Este suceso, en apariencia tan nimio, me afectó
bastante y me hizo rememorar el ambiente de fantasía e ilusión con el que se
vivía la navidad en mi casa y muy especialmente el día de Reyes, acontecimiento
sin par en aquellos días felices de mi infancia. Mi padre, una de cuyas
virtudes fue mantener rasgos de ilusión y candidez infantil durante toda su
vida, era un incondicional de los Magos de Oriente. Mi madre y mi hermana le
apoyaban incondicionalmente. En los tres se encarnaba el espíritu de la
Navidad. Con gran antelación poníamos un completo belén que mi padre había
adquirido por medio de un catálogo, que no sé dónde se había agenciado, del
Corte Inglés. Mi padre se implicaba de lleno en la misión Belén, dirigía la
instalación, así como las tareas previas: recogida de césped, búsqueda de
piedras, preparación del tablero, que cada año era un poco mayor, pues no
paraban de crecer los detalles: sembrados, bosques, ríos…Los preparativos y la
instalación ya eran eventos de los que disfrutábamos sobremanera. Una vez instalado, no parábamos de recibir visitas
que no escatimaban alabanzas que recogíamos con indisimulado regocijo.
Los Reyes Magos se encargaban con tesón en la
búsqueda de juguetes y regalos para toda la familia, pero en especial para los
dos peques: mi hermano Manolo y yo. El contexto histórico temporal era el
siguiente: Terrinches, un pueblecito de la provincia de Ciudad Real menor de
mil habitantes, con una sola tienda que trajera juguetes y con las estrecheces
económicas propias de un guardia civil con familia numerosa y en los años sesenta
del pasado siglo. Pero a los Reyes estos obstáculos no los arredraban, por algo
son magos, sino que los superaban ampliamente con grandes dosis de amor e
ilusión. Pero además cumplían su importante misión con gran reserva y secreto,
para que no faltara el aliciente de la sorpresa que multiplicaba la ilusión que
nos embargaba el día de Reyes. La noche previa estaba envuelta en una atmosfera
de magia difícil de describir. Lustrábamos con esmero nuestro mejor par de
zapatos y los colocábamos con cuidado junto a la chimenea. Madrugábamos al
acostarnos, deseosos de adelantar el amanecer. El día seis en mi casa
“amanecía” mucho antes de que el alba
cumpliera con su rutina habitual. Desenvolvíamos los paquetes y comprobábamos
con alborozo que un año más los reyes colmaban y superaban nuestras
expectativas. Rápidamente íbamos a enseñárselos a nuestros padres, que
disimulando bostezos por el involuntario madrugón, se mostraban “maravillados”

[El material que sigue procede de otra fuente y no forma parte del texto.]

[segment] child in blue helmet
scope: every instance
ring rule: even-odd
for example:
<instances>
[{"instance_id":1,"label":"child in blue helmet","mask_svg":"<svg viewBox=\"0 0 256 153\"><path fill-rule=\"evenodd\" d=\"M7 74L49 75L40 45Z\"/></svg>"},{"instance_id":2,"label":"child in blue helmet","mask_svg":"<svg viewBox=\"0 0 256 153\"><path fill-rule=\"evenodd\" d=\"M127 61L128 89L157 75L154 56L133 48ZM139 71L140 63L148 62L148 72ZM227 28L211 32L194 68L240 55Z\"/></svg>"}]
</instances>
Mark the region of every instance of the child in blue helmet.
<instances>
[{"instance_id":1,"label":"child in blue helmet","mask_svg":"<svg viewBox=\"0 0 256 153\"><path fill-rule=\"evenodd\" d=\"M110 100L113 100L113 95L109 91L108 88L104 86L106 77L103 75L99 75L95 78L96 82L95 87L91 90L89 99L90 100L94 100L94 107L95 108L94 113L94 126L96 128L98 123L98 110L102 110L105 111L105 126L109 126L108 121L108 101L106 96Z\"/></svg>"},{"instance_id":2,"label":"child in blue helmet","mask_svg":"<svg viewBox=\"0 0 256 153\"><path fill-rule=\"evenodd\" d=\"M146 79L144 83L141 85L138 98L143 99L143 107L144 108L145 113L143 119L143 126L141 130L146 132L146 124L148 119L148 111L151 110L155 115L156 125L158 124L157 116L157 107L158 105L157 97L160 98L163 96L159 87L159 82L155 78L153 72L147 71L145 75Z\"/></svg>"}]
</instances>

y “sorprendidos” al ver los bonitos juguetes y regalos que nos habían traído
los reyes.
Gracias queridos reyes magos Gregoria, Rosa y Jesús.

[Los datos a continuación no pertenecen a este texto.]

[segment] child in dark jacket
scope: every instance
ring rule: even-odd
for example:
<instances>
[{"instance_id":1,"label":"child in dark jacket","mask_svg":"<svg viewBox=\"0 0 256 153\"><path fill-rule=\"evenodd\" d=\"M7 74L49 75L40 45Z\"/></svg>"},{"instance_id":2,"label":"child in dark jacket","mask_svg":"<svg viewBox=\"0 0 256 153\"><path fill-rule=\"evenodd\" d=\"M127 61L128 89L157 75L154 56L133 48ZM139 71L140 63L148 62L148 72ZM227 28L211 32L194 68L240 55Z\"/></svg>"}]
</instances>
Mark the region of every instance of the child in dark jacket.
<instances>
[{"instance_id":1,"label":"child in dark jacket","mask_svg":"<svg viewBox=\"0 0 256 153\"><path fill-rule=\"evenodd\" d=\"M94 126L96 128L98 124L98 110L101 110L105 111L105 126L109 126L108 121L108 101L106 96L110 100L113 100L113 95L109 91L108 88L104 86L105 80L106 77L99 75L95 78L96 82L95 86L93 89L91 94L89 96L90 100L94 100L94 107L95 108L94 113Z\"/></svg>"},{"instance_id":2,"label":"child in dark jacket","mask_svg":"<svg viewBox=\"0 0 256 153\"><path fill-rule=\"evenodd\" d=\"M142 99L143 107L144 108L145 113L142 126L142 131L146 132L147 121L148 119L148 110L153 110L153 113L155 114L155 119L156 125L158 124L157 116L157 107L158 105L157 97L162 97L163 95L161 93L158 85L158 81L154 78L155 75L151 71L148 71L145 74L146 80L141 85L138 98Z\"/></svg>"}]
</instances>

El amor y dedicación que poníais esos días de navidad era el verdadero regalo,
el mejor que he recibido jamás.
Posdata: Al fin conseguí serenar a David
argumentándole que “los reyes magos existían sin duda y que traían los regalos
a los niños que creían en ellos”. Sin embargo los que no creían solo tendrían
regalos si sus padres se los compraban haciéndose pasar por los reyes.